De los restos de los tiempos soviéticos, aún descansa erguida la gigantesca torre de televisión que reproducen los imanes y remeras que se venden como souvenirs. Inútilmente visible desde cualquier punto cardinal, no podría simbolizar mejor la carrera sin destino que implicó la Guerra Fría.

Quedan también escombros del Muro, desperdigados por la ciudad: como memoriales, como atractivos turísticos, como galerías de arte callejero vergonzosamente arruinadas por manchas de la tinta que revelan una ausencia de conciencia histórica francamente aterradora.

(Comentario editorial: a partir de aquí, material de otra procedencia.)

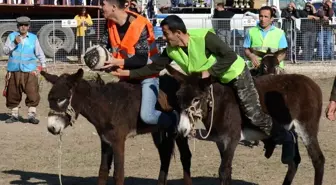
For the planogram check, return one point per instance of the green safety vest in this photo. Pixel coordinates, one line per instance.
(271, 40)
(197, 61)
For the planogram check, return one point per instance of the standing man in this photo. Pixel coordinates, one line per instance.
(24, 51)
(263, 36)
(130, 37)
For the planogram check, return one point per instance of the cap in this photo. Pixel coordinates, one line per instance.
(23, 20)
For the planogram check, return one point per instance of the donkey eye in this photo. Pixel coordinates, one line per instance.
(61, 101)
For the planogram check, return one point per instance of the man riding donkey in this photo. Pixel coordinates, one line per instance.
(24, 51)
(131, 38)
(200, 50)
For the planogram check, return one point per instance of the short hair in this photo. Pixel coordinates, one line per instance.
(270, 9)
(220, 4)
(119, 3)
(174, 23)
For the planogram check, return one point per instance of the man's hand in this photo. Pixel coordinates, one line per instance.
(121, 72)
(17, 39)
(331, 111)
(255, 61)
(111, 63)
(205, 74)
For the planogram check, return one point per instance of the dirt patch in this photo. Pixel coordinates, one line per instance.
(29, 154)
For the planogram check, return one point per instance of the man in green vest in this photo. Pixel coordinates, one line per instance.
(200, 50)
(263, 36)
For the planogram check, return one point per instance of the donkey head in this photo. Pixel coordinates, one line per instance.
(193, 98)
(61, 113)
(270, 61)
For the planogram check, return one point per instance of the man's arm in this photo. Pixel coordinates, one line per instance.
(153, 68)
(9, 46)
(105, 40)
(40, 54)
(225, 56)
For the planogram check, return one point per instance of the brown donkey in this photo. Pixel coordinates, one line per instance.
(113, 109)
(293, 100)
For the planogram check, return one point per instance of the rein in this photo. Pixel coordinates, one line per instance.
(194, 111)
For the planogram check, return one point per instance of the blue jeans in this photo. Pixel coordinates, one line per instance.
(148, 113)
(325, 42)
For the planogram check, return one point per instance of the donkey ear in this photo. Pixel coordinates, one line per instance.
(74, 78)
(258, 53)
(176, 74)
(49, 77)
(206, 82)
(281, 54)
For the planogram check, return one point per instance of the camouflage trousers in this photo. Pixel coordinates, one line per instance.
(249, 101)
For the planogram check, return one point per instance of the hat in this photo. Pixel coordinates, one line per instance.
(23, 20)
(96, 56)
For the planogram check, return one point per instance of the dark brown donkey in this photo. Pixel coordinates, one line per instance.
(291, 99)
(113, 109)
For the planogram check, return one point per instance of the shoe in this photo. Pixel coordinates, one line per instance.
(172, 129)
(33, 120)
(12, 119)
(286, 138)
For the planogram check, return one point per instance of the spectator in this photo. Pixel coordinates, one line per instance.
(308, 28)
(24, 51)
(264, 36)
(290, 14)
(133, 6)
(164, 5)
(325, 13)
(222, 27)
(83, 21)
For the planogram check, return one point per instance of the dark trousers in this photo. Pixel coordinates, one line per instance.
(81, 44)
(249, 101)
(309, 44)
(22, 82)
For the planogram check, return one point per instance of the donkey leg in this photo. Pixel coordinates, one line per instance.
(185, 157)
(292, 167)
(119, 157)
(165, 146)
(226, 149)
(314, 151)
(105, 163)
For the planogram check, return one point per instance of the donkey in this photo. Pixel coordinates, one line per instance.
(113, 109)
(269, 63)
(293, 100)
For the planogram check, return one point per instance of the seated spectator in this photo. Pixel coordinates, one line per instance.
(222, 27)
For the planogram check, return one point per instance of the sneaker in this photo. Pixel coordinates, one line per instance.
(12, 119)
(33, 120)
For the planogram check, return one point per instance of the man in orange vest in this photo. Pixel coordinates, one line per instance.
(130, 38)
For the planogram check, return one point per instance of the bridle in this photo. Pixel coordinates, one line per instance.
(195, 111)
(70, 111)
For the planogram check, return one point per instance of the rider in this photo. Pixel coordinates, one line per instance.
(130, 36)
(200, 50)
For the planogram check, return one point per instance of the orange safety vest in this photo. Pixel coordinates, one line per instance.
(125, 48)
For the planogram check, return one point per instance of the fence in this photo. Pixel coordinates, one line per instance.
(308, 40)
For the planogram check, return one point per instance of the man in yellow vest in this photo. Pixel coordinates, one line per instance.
(263, 36)
(200, 50)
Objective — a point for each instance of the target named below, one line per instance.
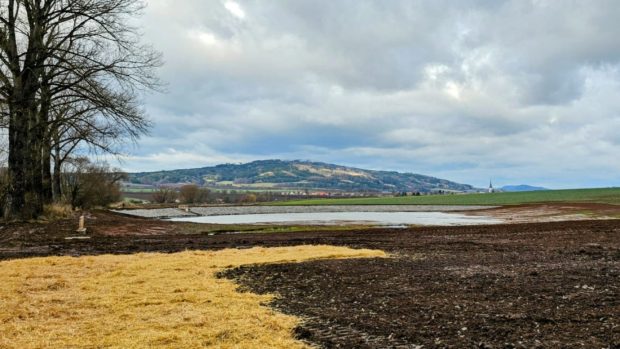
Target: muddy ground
(548, 285)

No es difícil dar con una plaza bajo los tilos que exhibe dos grandes estatuas de Marx y Engels, donde todos se retratan en fotogramas de materialismo histórico y los más nostálgicos dejan flores o, tal vez, una lágrima. No resulta menos inquietante caminar bajo los maniquíes que miran desde las vidrieras de los luminosos centros comerciales de Alexanderplatz, con la paradójica sensación de estar pisando el mismísimo asfalto del final de la Historia del que tantos hablan.

Es que, de hecho, en las contradictorias calles de Berlín las dos ideologías más poderosas del siglo pasado estuvieron tres días apuntándose con tanques, medianera de por medio. La ideología fue carne en Berlín y hoy puede encontrarse en todo tipo de merchandising soviético: sombreros, prendedores, monedas, frascos de pepinos popularizados en la película "Good bye, Lenin" y hasta el sello de Checkpoint Charlie en el pasaporte.